Dr Nzola Mahungu, ISTRC-AB President, who is also the Country Representative for the International Institute of Tropical Agriculture (IITA) in DR Congo said, “Root and tuber crops play an important role in ensuring food security in Africa, and we must tap the opportunities of these crops.”
Widely consumed across Africa, root and tuber crops play a key role in the continent, providing incomes for farmers, generating wealth, and cushioning the effect of cereals’ shortfall.
For instance, cassava is a source of livelihood for over 300 million people in Africa, and with climate change the root crop is becoming increasingly important, thanks to its ability to withstand drought and growth on soils with marginal fertility.“But the potential of these crops is yet to be fully exploited,” Dr Mahungu said.
The conference which begins on Monday, 30 September 2013, provides a window of opportunity for partners to compare notes and develop strategies that will unleash the potential of the root and tuber crops.
Specific areas of interest include:
• African root crops trade and market scenarios
• Policies favorable to competitiveness of root crops in Africa
• African scenario on production and utilization of root and tuber crops
• Business and investment scenarios on competitiveness of root crops in Africa—benchmarking Latin American, Asian and European markets (Learning from Latin American, Asian & European industries)
• Mobilizing investors for sustainable root and tuber crops research and development.
IITA Director General, Dr Nteranya Sanginga, who was represented by the Deputy Director General (Partnerships and Capacity Development), Dr Kenton Dashiell commended the ISTRC-AB team for organizing the meeting, adding that it was timely especially in light of the growing threats to food security and rising unemployment in the continent.
Dr Sanginga noted that if properly harnessed, the root and tuber crops would help in absorbing the burgeoning number of unemployed youths, and put this pool of human resource to productive use.
He also called on scientists to ensure that their research outputs were creating the desired change at the farm level by addressing the constraints of development.
The week-long event attracted over 200 hundred local and international scientists, donors, farmers, and other development partners.
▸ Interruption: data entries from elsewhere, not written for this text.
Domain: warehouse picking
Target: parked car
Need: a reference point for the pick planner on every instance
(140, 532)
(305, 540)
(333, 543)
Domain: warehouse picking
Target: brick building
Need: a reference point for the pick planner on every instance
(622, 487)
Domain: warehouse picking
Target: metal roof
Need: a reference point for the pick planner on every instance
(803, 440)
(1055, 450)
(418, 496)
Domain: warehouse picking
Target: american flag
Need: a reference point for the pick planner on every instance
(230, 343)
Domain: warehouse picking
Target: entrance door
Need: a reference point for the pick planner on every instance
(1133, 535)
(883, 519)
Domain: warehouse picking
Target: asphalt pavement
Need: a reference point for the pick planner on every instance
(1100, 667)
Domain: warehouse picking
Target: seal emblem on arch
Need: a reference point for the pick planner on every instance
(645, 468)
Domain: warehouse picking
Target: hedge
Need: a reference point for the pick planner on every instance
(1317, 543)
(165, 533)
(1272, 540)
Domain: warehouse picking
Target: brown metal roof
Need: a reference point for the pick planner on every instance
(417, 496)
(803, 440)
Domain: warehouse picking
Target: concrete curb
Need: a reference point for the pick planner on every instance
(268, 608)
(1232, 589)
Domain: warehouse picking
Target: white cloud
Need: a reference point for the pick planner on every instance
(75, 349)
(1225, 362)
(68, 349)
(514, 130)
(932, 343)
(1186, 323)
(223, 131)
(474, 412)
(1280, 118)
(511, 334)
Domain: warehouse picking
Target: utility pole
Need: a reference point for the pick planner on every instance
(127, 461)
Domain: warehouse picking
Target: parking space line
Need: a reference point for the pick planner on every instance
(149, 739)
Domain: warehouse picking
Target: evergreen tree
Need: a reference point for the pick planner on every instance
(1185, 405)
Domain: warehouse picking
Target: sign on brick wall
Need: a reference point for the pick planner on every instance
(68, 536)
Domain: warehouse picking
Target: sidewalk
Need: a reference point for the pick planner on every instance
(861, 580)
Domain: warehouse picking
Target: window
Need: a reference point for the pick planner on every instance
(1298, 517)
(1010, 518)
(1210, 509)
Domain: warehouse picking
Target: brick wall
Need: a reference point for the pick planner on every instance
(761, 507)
The 12th ISTRC Symposium is organized with support from the government of Ghana, the Council for Scientific and Industrial Research (CSIR), IITA, CGIAR Research Program on Roots, Tubers and Banana, HarvestPlus, African Development Bank-funded Support for Agricultural Research and Development of Strategic Crops (SARD SC) project, IITA-Yams Improvement for Incomes and Food Security in West Africa (YIIFSWA), Ministry of Food and Agriculture (MOFA), National Root Crops Research Institute, Umudike; the Federal Government of Nigeria, the Food and Agriculture Organization (FAO), International Potato Center (CIP) and several other organizations.